張本がセ・リーグの巨人に移籍して最初の広島遠征だった日で、張本は広島ファンに目の敵にされ、民族蔑視的なヤジを集中的に浴びた。
6-4と広島リードの9回表に巨人が1点を返し、なお二死二塁から山本功児がヒットを放ち、同点と思われたが、山本浩二の好返球と水沼四郎の好ブロックで
二塁ランナー土井正三が本塁タッチアウトになった。判定に長嶋監督以下、巨人ナインが審判に詰め寄り猛抗議を繰り広げた。
それに怒った広島ファン500人が巨人の帰りのバスを取り囲んだ。広島ファンは口々に「張本あやまれ!」と連呼。
広島出身の張本が巨人に移籍したのを快く思わないファンも多く、張本が特に標的にされ、バスに乗り込む際に暴漢が張本を襲った。
相手を避けるために張本がバットで払いのけたとき、暴漢の頭が割れて血が出た。すると周囲のファンが「張本にやられた」と騒ぎ始めた。
張本は傷害容疑で事情聴取されたが、「やったのは自分じゃないと言いはった」。
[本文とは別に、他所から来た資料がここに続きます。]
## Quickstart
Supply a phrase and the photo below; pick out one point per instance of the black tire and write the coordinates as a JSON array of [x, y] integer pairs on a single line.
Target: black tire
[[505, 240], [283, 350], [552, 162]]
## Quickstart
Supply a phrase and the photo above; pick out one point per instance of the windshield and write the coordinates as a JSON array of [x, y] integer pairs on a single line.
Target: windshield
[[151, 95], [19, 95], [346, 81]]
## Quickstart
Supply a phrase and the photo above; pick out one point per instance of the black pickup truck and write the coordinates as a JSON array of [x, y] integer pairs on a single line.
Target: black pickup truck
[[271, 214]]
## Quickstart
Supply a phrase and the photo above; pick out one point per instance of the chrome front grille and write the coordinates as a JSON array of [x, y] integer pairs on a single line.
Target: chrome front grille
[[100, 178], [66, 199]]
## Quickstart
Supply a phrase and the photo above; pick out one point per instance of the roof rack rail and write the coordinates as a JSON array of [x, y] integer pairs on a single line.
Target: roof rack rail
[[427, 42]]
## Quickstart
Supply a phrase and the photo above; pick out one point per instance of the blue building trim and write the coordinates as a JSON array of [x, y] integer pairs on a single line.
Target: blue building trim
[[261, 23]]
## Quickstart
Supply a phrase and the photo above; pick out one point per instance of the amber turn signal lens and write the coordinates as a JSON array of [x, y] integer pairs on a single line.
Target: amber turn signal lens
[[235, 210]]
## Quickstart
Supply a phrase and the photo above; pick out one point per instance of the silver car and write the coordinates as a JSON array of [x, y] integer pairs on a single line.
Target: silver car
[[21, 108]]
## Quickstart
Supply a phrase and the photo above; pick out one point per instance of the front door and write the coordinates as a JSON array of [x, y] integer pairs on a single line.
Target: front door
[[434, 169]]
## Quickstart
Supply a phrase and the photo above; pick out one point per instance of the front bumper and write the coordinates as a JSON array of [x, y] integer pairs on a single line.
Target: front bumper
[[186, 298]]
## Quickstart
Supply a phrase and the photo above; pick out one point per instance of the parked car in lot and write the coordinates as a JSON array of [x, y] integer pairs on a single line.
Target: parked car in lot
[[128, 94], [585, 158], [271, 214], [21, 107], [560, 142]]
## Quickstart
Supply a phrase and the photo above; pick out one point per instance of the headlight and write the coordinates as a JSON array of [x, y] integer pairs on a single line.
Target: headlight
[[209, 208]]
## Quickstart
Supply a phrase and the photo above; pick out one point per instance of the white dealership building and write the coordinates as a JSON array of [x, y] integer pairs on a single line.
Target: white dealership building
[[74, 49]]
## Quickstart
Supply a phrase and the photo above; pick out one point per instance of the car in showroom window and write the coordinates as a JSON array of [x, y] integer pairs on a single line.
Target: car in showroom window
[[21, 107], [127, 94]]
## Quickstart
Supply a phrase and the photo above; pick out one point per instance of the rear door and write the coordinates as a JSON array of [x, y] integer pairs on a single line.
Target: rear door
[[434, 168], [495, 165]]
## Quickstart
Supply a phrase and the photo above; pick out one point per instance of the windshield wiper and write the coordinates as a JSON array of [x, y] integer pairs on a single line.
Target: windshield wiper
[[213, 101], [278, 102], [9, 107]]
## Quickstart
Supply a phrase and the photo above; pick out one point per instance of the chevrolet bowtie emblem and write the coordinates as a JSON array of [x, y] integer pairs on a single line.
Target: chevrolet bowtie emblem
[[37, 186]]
後に暴漢が張本の頭を叩く場面を偶然撮影した写真が出て張本の嫌疑は晴れた。
しかし疑われたときに出た山のような報道に比べると真実を伝える記事はごく僅かだった。
この事件で張本が最もショックを受けたのは広島の民団の幹部が「やったんだから、手錠をかけて刑務所へ連れていけ」と発言したことだった。